番外編:○○と○○シリーズ②
リコと優維
「う~ん」
「……お店の前で何ずっと悩んでるのよ」
「あ、リコちゃん。今日のおやつをハムカツにするかコロッケにするかで悩んでるんだよ」
「どっちも買ったら?」
「2つとも食べたら、お腹いっぱいになって夕ご飯をおいしく食べられなくなる。それにお小遣いが……」
「……プフッ。おばさん、コロッケとハムカツ1つずつください。あ、どっちも半分に切ってくれませんか?」
「はいよ!コロッケとハムカツね、銅貨1枚だよ」
「はい、あんたも半分出しなさいよ」
「え、う、うん?」
「はいよ、小銅貨2枚ちょうどね。ありがとね!」
「ありがとうございます。はい、あんたの分」
「うえ!?あ、だから半分に、リコちゃんありがとう!」
「はいはい。冷めないうちに食べちゃいなさい」
「うぇへへ。ありがとう、いただきます!」
アタシの情けないヒーローさんは、今日も通常運転。
スルク先生とヒミ
「この前、の、止血剤、何?」
「?ああ、あの時使った止血剤のことね~。興味があるの~?」
「ん、あんなの、見たことない」
「あれはね、私の毒から作ったのよ~」
「!スルク先生、の、猛毒?」
「そうそう、1滴だけでもすぐに血液を固める毒よ~。体内に入ってしまったら大変だけど、体外に出てきた血液を固めるだけなら害はないでしょ~?ちょっと安全に改良はしてるけどね~」
「発想力、すごい」
「ふふっ。毒と薬は紙一重、毒も適量使えば薬、薬も過量に使えば毒になる。私の師匠の受け売りだけどね~。私の毒も捨てたもんじゃないでしょ~?」
「ん、すごい!スルク先生、も、その師匠、も」
「あら~、ありがとうね~」
師匠は、毒をもつ私でも命を救うことができると教えてくれた。
シューマとクロ
「クロの旦那、付き合ってもらってすいやせんね」
「いいってことよ。シューマから飲みの誘いは珍しいしな」
「へへっありがとうごぜえやす。ところで、セージ君は最近どうでさぁ?」
「セージか?最近、前よりしっかりしてきたな。1人で起きるようになったし、前ほど甘えなくなったな~」
「子供の成長って早いもんでさぁ」
「お、リコちゃんになんかあったか?」
「……優しい子なのは変わりないんでさぁ。
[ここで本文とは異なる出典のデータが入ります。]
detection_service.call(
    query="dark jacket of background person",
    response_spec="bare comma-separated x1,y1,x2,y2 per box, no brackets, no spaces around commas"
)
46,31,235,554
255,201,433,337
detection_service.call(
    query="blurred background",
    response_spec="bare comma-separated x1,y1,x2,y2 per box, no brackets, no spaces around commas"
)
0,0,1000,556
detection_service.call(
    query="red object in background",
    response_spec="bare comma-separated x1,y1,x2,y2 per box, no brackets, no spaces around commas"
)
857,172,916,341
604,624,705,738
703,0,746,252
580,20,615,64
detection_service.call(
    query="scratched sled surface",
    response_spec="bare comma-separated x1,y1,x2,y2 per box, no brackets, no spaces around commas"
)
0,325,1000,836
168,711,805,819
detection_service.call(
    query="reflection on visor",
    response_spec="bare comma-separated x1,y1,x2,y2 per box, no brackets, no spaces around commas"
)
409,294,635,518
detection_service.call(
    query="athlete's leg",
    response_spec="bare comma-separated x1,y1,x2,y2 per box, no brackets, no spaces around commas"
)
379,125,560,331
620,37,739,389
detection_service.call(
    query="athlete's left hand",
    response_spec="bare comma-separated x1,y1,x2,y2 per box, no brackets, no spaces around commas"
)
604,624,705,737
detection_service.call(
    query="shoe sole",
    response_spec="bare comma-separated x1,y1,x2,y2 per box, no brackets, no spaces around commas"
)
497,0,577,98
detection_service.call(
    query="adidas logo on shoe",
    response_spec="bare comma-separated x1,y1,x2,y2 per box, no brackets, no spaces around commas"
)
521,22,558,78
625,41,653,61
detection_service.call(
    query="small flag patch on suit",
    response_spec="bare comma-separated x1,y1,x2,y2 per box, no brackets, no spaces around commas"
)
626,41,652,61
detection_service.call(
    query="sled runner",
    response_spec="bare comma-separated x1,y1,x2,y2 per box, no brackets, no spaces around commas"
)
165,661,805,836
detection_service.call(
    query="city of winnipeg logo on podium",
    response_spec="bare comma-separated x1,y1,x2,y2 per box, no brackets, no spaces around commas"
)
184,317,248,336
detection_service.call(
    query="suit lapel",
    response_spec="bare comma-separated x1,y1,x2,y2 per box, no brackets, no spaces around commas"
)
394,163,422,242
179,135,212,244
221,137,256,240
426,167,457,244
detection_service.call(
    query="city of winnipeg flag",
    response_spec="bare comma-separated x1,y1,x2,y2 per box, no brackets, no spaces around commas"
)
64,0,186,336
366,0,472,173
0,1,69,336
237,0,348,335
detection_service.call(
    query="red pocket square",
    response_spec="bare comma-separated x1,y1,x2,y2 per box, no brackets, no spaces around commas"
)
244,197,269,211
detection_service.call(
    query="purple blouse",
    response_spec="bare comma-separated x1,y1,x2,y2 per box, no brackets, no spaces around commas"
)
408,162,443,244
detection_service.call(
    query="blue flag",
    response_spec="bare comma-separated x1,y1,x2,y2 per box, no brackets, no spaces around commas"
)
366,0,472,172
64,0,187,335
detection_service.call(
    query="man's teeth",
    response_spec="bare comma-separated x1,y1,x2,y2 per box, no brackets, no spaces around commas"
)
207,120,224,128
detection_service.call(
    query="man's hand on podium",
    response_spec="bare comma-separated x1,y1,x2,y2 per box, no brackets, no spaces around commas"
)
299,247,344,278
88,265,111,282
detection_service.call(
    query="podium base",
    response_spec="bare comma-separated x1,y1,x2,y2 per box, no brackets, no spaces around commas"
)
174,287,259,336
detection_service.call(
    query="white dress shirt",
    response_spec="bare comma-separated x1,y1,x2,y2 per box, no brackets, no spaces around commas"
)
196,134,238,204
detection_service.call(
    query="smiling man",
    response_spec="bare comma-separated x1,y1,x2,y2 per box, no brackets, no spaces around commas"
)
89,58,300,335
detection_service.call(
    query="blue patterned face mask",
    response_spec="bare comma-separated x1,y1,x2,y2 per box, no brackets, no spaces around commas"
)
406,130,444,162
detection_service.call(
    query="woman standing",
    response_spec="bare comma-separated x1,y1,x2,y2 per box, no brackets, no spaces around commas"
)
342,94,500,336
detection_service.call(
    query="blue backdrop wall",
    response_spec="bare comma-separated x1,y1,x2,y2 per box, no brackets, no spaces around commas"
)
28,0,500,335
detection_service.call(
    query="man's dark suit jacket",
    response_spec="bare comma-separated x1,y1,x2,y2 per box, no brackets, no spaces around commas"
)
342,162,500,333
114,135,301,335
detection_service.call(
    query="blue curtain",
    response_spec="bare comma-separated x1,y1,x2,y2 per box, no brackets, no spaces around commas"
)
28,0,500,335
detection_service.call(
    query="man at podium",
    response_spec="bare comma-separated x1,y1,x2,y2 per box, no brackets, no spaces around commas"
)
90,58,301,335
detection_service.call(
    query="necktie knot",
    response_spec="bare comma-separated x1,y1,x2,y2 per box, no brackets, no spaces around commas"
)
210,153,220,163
でも、なんか危なっかしい感じは増えたというかなんつーか」
「ふむ?」
「誰に似たんですかねぃ?」
「ウハハッ!間違いなくお前らだよ」
「……オリヴィアはそうでやしたけど、あっしは慎重でしたぜ?」
「ウッハッハッハ!そういうことにしておこう!どれ、リコちゃんの成長祝いに、ここはオレが奢ろうか?」
「いいや、今日はあっしが持ちやす。次は旦那が奢ってくだせぇ」
「すまんな!よっしゃ、今日は飲むぞ~!オヤジ、トノト頼む!」
「……ほどほどにしてくだせぇ」
子供の成長は喜ばしいが、不安は尽きない。
エドガーとリーンヴォック
「ハァッ!!」
「あれ、団長?なぜ訓練場に?今日非番では?」
「ふう。ああ、エドガーか。家にいてもすることがなくてな」
「で、訓練していると?」
「……エドガー、怒ってないか?」
「いいえ、ただどうして休みの日なのに素直に休んでくれないのかと思っていただけであります」
「……仕事はしてない、鍛錬をしているだけだ。終わったらちゃんと休む」
「……はぁ、お昼までですよ?」
「う、わかった」
鍛錬好きなのはいいけど、少しは体をいたわってほしいであります。
トノトは稗や稗などの穀物を使ったお酒、見た目甘酒で度数としては10~15度くらい。
この世界のお金は銅貨や金貨です。日本円に換算するとこれくらいってイメージで、小○○は真ん中に穴が開いています。